The following is a guest post from Doug Chapin (and huge thanks to Doug for putting this together so quickly):
Over at the Election Academy blog – where I usually get my electiongeek on – I often refer to something I call “Lennon’s Law.” It’s named for former Beatle John Lennon, and it comes from the lyrics of his song “Beautiful Boy (Darling Boy)”:
Life is what happens to you/While you’re busy making other plans
Needless to say, Lennon’s Law has very much been on my mind recently as events along the South Atlantic coast unfold in the path of Hurricane Matthew. Specifically, as someone interested in election administration I’ve been fascinated by how the likely affected states have reacted differently as the storm bears down – right at the voter registration deadline.
In two of the three states – South Carolina and Georgia – voters have been told that they can have extra time to register. In the Palmetto State, voters who are unable to register in person or online can send in a mail application and it will be accepted if it is postmarked by next Tuesday, October 11. Similar extensions are in place in the Peach State, with the additional option to use the state’s text- or app-based registration systems to get on the rolls before the deadline.
In Florida, however, Governor Rick Scott has rejected a similar extension, telling the media last night that “[e]verybody has had a lot of time to register.” And unlike their neighbors to the north, the Sunshine State does not yet have online voter registration, which could be an alternative for displaced voters; it won’t go into effect until 2017 despite being enacted in 2015 because of resistance from the state to OVR despite overwhelming support by local election officials.

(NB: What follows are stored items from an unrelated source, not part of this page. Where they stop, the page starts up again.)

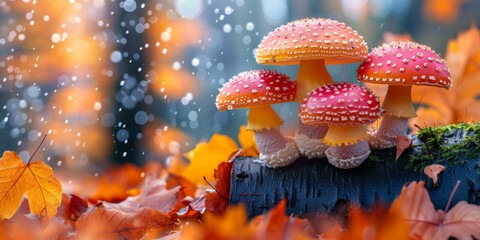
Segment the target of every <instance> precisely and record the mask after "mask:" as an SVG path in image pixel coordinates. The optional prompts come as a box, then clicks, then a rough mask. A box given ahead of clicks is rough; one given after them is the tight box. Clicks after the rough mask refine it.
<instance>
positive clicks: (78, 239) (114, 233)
mask: <svg viewBox="0 0 480 240" xmlns="http://www.w3.org/2000/svg"><path fill="white" fill-rule="evenodd" d="M75 226H76V228H77V231H76V232H75V239H76V240H90V239H102V240H109V239H112V240H113V239H153V238H157V237H159V235H160V234H162V235H166V234H168V233H169V231H171V230H173V229H174V228H175V222H174V221H172V220H171V219H170V218H169V217H168V216H167V215H166V214H165V213H163V212H161V211H158V210H155V209H151V208H148V207H141V208H137V209H133V210H132V211H130V212H128V213H126V212H123V211H121V210H118V209H107V208H104V207H103V206H102V205H99V206H97V207H95V208H93V209H92V210H90V211H89V212H87V213H85V214H84V215H82V216H81V217H80V218H79V219H78V221H77V222H76V223H75Z"/></svg>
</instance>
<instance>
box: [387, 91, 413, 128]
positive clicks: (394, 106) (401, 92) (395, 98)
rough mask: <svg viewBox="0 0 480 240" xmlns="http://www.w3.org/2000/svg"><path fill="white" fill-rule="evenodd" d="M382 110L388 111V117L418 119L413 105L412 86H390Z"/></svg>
mask: <svg viewBox="0 0 480 240" xmlns="http://www.w3.org/2000/svg"><path fill="white" fill-rule="evenodd" d="M382 108H383V109H385V110H386V111H387V112H386V114H387V115H388V116H396V117H403V118H411V117H416V113H415V108H414V107H413V103H412V86H396V85H389V86H388V90H387V94H386V95H385V99H384V100H383V103H382ZM382 121H383V120H382Z"/></svg>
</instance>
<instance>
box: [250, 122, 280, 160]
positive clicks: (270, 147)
mask: <svg viewBox="0 0 480 240" xmlns="http://www.w3.org/2000/svg"><path fill="white" fill-rule="evenodd" d="M253 134H254V137H255V143H256V144H257V148H258V151H259V152H260V153H262V154H267V155H270V154H274V153H276V152H278V151H280V150H282V149H284V148H285V146H286V145H287V142H288V141H287V139H286V138H285V137H284V136H283V134H282V133H281V132H280V130H279V129H278V128H271V129H266V130H257V131H254V132H253Z"/></svg>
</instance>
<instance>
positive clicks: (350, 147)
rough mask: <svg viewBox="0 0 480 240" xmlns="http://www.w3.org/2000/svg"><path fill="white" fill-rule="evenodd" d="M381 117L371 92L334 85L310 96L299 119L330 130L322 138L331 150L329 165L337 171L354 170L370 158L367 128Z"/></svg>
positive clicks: (374, 96)
mask: <svg viewBox="0 0 480 240" xmlns="http://www.w3.org/2000/svg"><path fill="white" fill-rule="evenodd" d="M380 113H381V109H380V103H379V100H378V97H377V96H375V94H373V93H372V92H371V91H370V90H369V89H368V88H366V87H361V86H359V85H358V84H354V83H333V84H328V85H324V86H322V87H320V88H318V89H316V90H314V91H312V92H311V93H310V94H308V97H307V99H306V100H305V102H304V103H303V104H302V105H301V107H300V113H299V117H300V119H301V121H303V123H305V124H309V125H324V126H329V128H328V132H327V134H326V135H325V137H324V138H323V141H324V142H325V143H326V144H328V145H329V146H331V147H329V148H328V149H327V150H326V151H325V154H326V155H327V158H328V162H329V163H330V164H332V165H334V166H335V167H338V168H354V167H357V166H359V165H360V164H361V163H362V162H363V161H364V160H365V159H366V158H367V157H368V156H369V155H370V148H369V146H368V143H367V142H366V141H365V137H366V136H367V125H368V124H371V123H373V122H375V120H376V119H377V118H378V117H379V116H380Z"/></svg>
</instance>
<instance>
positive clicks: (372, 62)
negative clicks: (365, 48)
mask: <svg viewBox="0 0 480 240" xmlns="http://www.w3.org/2000/svg"><path fill="white" fill-rule="evenodd" d="M357 78H358V80H359V81H363V82H368V83H377V84H388V85H398V86H412V85H427V86H436V87H443V88H447V89H448V88H450V87H451V86H452V78H451V76H450V69H449V68H448V67H447V65H446V64H445V60H443V59H442V58H441V57H440V56H439V55H438V54H436V53H435V52H434V51H433V50H432V49H430V47H428V46H425V45H421V44H419V43H416V42H410V41H406V42H403V41H402V42H391V43H389V44H383V45H382V46H380V47H377V48H374V49H373V50H372V52H371V53H370V54H369V55H368V57H367V59H366V60H365V61H364V62H363V63H362V64H361V65H360V66H359V67H358V69H357Z"/></svg>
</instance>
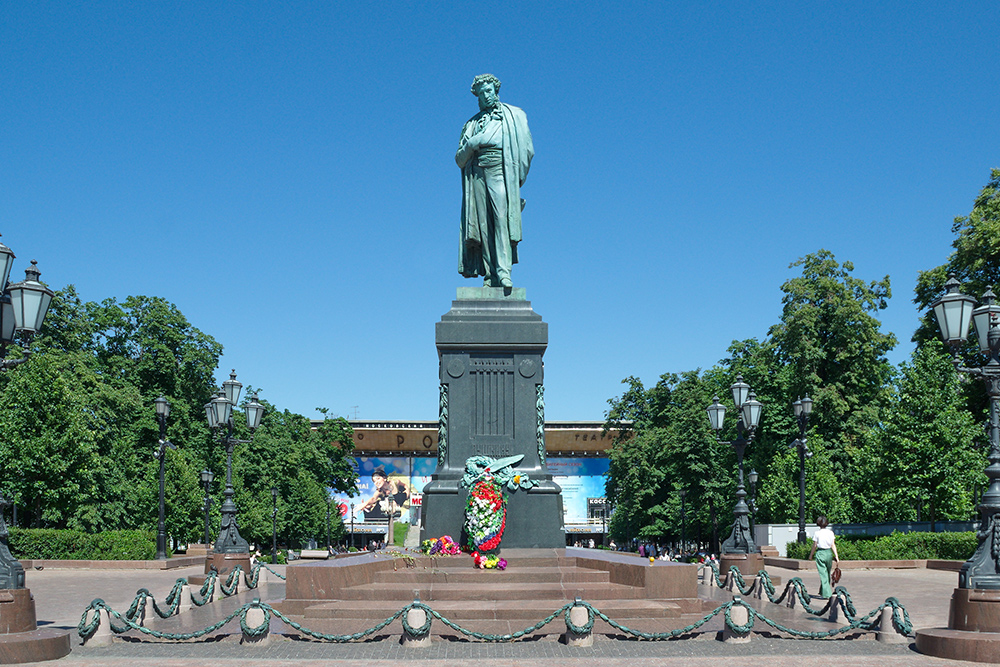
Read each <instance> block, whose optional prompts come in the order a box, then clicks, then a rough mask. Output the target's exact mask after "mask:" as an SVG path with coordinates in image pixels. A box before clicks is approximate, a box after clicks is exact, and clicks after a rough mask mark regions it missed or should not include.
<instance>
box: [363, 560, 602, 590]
mask: <svg viewBox="0 0 1000 667" xmlns="http://www.w3.org/2000/svg"><path fill="white" fill-rule="evenodd" d="M497 575H502V577H503V579H502V581H503V582H504V584H505V585H514V584H536V583H560V582H562V583H579V582H589V583H609V582H610V577H609V575H608V573H607V572H606V571H604V570H590V569H587V568H578V567H519V568H517V569H516V570H515V569H509V570H504V571H503V572H502V573H501V572H493V571H484V570H480V569H477V568H474V567H472V562H471V560H470V561H469V562H467V563H466V564H465V567H462V568H427V569H422V568H420V567H419V566H417V567H415V568H409V569H403V570H398V571H396V572H380V573H378V574H377V575H376V578H375V579H376V582H377V583H398V584H402V583H406V584H412V583H426V584H430V583H435V584H436V583H455V584H460V583H470V584H474V583H483V582H484V581H493V580H494V578H495V577H496V576H497Z"/></svg>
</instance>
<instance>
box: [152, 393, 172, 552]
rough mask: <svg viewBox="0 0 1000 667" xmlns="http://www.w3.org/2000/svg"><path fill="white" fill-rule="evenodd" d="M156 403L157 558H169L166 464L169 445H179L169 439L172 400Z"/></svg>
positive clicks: (156, 540) (171, 446) (153, 452)
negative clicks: (156, 462) (158, 468)
mask: <svg viewBox="0 0 1000 667" xmlns="http://www.w3.org/2000/svg"><path fill="white" fill-rule="evenodd" d="M153 403H154V404H155V405H156V421H158V422H160V440H159V442H158V444H157V448H156V450H155V451H154V452H153V456H155V457H156V458H157V459H159V460H160V520H159V522H157V524H156V560H167V525H166V521H165V516H164V514H165V512H164V500H163V484H164V472H163V468H164V464H165V463H166V458H167V457H166V451H167V447H169V448H170V449H177V445H175V444H174V443H172V442H170V441H169V440H167V417H169V416H170V402H169V401H168V400H167V399H165V398H164V397H163V396H160V397H159V398H158V399H156V400H155V401H153Z"/></svg>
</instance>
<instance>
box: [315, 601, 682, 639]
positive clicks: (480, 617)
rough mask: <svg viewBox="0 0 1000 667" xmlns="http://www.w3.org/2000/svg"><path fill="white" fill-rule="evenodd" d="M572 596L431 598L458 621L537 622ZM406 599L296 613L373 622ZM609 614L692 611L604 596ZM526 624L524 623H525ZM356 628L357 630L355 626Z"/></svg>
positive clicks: (668, 612) (597, 607) (363, 603)
mask: <svg viewBox="0 0 1000 667" xmlns="http://www.w3.org/2000/svg"><path fill="white" fill-rule="evenodd" d="M567 602H569V600H495V601H478V602H477V601H469V600H438V601H427V602H426V603H427V605H428V606H429V607H431V609H433V610H434V611H436V612H437V613H439V614H441V615H442V616H444V617H445V618H448V619H450V620H452V621H456V622H463V624H464V622H465V621H484V620H485V621H488V620H502V621H521V622H523V623H526V624H528V623H536V622H538V621H540V620H542V619H543V618H545V617H547V616H548V615H549V614H551V613H553V612H554V611H556V610H557V609H559V608H560V607H562V606H563V605H564V604H566V603H567ZM405 604H406V603H402V604H400V603H398V602H394V601H392V602H386V601H377V600H358V601H353V600H351V601H347V600H343V601H331V602H324V603H320V604H313V605H311V606H308V607H306V608H305V609H303V610H301V611H300V613H298V614H295V616H297V617H299V618H301V619H302V621H301V622H303V624H305V625H306V626H307V627H310V628H313V625H314V624H315V621H318V620H348V619H355V620H358V619H360V620H366V621H369V622H371V623H372V624H374V623H377V622H379V621H382V620H384V619H386V618H389V617H390V616H392V615H393V614H395V613H396V612H397V611H399V610H400V609H401V608H402V607H403V606H405ZM591 604H593V605H594V607H596V608H597V609H599V610H600V611H601V612H603V613H604V614H605V615H607V616H608V617H609V618H611V619H613V620H615V621H618V622H623V619H639V618H642V619H668V618H680V617H681V616H682V615H683V614H685V613H689V614H690V613H691V611H700V609H697V610H688V609H686V608H685V606H684V605H682V604H679V603H678V602H676V601H671V600H601V601H600V602H599V603H598V602H593V603H591ZM560 622H561V621H560ZM522 627H523V626H522ZM352 631H353V630H352Z"/></svg>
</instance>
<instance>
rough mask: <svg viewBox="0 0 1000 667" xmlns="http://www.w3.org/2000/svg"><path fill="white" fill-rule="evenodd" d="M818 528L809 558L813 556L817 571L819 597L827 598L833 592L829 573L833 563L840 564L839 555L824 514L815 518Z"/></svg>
mask: <svg viewBox="0 0 1000 667" xmlns="http://www.w3.org/2000/svg"><path fill="white" fill-rule="evenodd" d="M816 525H817V526H819V530H817V531H816V534H815V535H813V548H812V552H810V554H809V558H813V557H814V556H815V559H816V570H817V571H818V572H819V597H821V598H828V597H830V595H832V594H833V585H832V583H831V581H830V575H831V574H832V573H833V564H834V563H836V564H837V566H839V565H840V556H838V555H837V544H836V539H837V536H836V535H834V534H833V531H832V530H830V529H829V528H827V526H829V525H830V522H829V520H827V518H826V517H825V516H821V517H819V518H818V519H816Z"/></svg>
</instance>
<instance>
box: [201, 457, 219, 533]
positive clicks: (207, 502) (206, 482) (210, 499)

The decision not to extend registration will almost certainly result in litigation, given the importance of Florida to the 2016 election. Rick has already covered both the legal and political angles of such a dispute in his most recent Slate piece, so I won’t repeat them here. But the gist of the dispute – whether and how a state can adjust election deadlines in the face of a “contingency” – the legal euphemism for a natural or man-made disaster – remains.
As Rick points out in his piece, Florida does have a statute that allows the Governor to suspend or delay an election – and such a statute would be in play if Matthew were threatening to strike the state on or around Election Day. But in this case, the contingency is occurring at another key point in the process; namely, the voter registration deadline – and for unregistered voters, missing that deadline will make it impossible for them to cast a ballot in November.
In the absence of some kind of mechanism to adjust election deadlines in the face of a contingency, states are acting essentially of their own accord – which in turn not only raises the prospect of litigation (which is never a good thing this close to an election) but also introduces political and partisan considerations (which is never a good thing ever for election administration).
Obviously, it’s too late in this election cycle to address this question, but here’s hoping Florida – and every other state – takes a hard look soon at their own election code to see what can and should be done if a contingency strikes not just on or around Election Day but at different points in the voting process. The decision to extend or not needs to have clearer standards so that everyone – election officials, voters and the courts – knows how to assess any contingency-driven decision.
I know for a fact that local election officials think about contingencies all the time – and many would want to give their voters extra time when disaster strikes – but they are generally powerless to do so because of the strictures of state law. Establishing a process for evaluating and responding to contingencies would help them do what they always want to do: help their voters.
Hurricane Matthew and its impact on the 2016 election is the latest example of the importance of Lennon’s Law; the challenge going forward will be to have a plan when “life happens.”